# Middle Layer Edge Flip Fingertrick (thumbtrick?)



## teller (May 21, 2009)

It's a lesser used alg, but tricked out it's really nice; I like it better than the "standard" ones:






Enjoy!


----------



## HASH-CUBE (May 21, 2009)

wow, that's nice, it needs alot of practice


----------



## Enter (May 21, 2009)

that is great very good finger trick


----------



## teller (May 21, 2009)

Thanks!

Yeah, it takes some meddling to figure out where to apply pressure so that various faces don't go slipping all over the place. I use a very light touch with it. Hint: That first U2 works best if you don't complete the full half-turn; come up a little short and the F will pull apart nicely.


----------



## SimonWestlund (May 21, 2009)

That's good  I really needed an alg for this 

Thanks!


----------



## d4m4s74 (May 21, 2009)

my alg for this is R U R' U' F U2 F2 U' F U' F (cube rotations omitted)
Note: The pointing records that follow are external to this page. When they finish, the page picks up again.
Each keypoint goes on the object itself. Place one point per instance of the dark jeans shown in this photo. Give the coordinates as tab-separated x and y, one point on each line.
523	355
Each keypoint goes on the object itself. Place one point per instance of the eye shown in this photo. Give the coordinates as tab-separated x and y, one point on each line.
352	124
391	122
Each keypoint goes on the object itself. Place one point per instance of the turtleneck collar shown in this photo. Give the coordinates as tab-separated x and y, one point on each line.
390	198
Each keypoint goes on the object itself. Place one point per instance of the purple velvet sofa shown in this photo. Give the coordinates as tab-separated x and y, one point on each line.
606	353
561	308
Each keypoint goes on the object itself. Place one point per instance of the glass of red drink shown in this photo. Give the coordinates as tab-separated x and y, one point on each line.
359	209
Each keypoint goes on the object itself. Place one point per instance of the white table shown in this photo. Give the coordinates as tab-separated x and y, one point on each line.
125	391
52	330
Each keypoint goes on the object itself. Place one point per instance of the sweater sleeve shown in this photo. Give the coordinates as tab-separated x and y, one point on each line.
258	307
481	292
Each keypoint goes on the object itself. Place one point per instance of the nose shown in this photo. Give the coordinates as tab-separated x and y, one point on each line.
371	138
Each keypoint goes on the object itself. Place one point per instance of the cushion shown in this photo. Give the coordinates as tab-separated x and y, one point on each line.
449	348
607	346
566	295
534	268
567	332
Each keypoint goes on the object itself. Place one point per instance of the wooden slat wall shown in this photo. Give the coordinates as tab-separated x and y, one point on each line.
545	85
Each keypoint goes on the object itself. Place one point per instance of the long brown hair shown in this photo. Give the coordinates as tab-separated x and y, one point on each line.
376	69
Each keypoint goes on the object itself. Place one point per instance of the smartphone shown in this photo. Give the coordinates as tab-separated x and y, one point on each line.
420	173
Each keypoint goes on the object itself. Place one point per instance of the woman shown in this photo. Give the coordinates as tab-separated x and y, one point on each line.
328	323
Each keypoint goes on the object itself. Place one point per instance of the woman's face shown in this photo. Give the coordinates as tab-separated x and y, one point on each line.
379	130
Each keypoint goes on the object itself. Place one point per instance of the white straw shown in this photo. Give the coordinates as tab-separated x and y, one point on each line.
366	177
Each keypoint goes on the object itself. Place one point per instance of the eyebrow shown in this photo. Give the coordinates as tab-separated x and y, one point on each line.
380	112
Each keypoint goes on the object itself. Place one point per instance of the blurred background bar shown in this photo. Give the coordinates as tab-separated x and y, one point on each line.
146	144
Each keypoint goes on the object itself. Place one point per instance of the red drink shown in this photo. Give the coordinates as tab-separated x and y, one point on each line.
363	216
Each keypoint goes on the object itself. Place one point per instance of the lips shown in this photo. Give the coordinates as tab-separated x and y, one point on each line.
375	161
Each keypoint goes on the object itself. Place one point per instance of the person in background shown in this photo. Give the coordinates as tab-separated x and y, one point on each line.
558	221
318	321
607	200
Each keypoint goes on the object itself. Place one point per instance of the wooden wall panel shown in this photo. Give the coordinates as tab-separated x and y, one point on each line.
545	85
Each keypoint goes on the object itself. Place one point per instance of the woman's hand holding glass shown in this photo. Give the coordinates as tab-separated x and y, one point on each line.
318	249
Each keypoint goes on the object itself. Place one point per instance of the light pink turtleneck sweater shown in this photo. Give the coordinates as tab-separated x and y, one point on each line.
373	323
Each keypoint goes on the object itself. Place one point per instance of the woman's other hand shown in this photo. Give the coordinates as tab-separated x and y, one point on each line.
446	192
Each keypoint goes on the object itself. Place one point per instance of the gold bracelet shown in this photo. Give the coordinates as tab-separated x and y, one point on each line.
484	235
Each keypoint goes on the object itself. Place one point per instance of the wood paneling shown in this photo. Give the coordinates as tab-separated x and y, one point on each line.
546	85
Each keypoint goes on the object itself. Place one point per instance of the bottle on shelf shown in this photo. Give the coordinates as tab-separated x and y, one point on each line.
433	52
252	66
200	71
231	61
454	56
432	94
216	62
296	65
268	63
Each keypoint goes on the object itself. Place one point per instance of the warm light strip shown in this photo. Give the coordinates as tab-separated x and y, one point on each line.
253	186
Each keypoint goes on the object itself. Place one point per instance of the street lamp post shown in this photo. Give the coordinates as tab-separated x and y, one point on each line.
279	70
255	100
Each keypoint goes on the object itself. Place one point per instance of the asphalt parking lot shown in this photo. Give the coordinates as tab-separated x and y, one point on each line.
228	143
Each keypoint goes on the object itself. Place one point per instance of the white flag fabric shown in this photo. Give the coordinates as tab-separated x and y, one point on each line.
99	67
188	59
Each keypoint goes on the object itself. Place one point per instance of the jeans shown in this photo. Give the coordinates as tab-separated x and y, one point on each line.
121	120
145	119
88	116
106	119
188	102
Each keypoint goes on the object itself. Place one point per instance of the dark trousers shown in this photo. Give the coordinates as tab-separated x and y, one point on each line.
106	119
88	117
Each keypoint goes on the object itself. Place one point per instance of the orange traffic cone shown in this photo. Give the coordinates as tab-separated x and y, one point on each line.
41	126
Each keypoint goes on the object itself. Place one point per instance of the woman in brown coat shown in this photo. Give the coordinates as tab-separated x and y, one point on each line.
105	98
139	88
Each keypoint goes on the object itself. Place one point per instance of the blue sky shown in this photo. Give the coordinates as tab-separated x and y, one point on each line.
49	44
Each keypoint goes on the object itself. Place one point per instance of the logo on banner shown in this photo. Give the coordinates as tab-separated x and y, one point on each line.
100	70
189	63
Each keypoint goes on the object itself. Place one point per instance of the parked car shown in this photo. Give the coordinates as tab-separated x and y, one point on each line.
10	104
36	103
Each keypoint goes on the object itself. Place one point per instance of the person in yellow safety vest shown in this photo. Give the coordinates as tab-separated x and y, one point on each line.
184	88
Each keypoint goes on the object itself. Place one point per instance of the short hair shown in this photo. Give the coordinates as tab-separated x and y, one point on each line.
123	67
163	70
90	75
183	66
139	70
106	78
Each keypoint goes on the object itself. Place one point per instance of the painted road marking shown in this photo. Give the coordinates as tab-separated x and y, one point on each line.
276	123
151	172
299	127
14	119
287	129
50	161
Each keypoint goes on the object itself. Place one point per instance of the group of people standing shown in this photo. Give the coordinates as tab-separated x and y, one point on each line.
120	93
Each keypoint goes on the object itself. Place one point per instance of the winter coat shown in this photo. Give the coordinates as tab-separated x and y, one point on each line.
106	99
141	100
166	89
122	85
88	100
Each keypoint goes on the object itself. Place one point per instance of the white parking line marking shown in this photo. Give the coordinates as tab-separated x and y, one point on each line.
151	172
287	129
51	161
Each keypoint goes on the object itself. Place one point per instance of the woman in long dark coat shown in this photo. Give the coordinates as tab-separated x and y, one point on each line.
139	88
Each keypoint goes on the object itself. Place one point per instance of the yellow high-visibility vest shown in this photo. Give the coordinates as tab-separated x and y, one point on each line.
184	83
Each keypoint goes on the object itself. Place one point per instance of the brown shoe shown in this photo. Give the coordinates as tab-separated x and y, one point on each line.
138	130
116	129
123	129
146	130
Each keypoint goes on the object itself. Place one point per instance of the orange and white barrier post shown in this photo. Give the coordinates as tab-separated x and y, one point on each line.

This one's probably better


----------



## mrbiggs (May 22, 2009)

Definite style points for that execution


----------



## Yes We Can! (May 22, 2009)

I use:

R U R' U2 R U2 R' U y R' U' R


----------



## Aeonstorm (May 26, 2009)

Aargh, I can't transition from the R2 to the F' smoothly. I should probably practice that a bit though, cos that is a major stumbling block I have with all my PLLs which have an R' and then an F'.


----------



## teller (May 26, 2009)

Aeonstorm said:


> Aargh, I can't transition from the R2 to the F' smoothly. I should probably practice that a bit though, cos that is a major stumbling block I have with all my PLLs which have an R' and then an F'.



That R2 used to jam on me a lot; I use my right fingers on the back of the R face to control the R2, not the thumb. If you watch closely, the thumb is actually in the process of re-gripping while this happens. Then that F' just bounces like a basketball off the bottom.


----------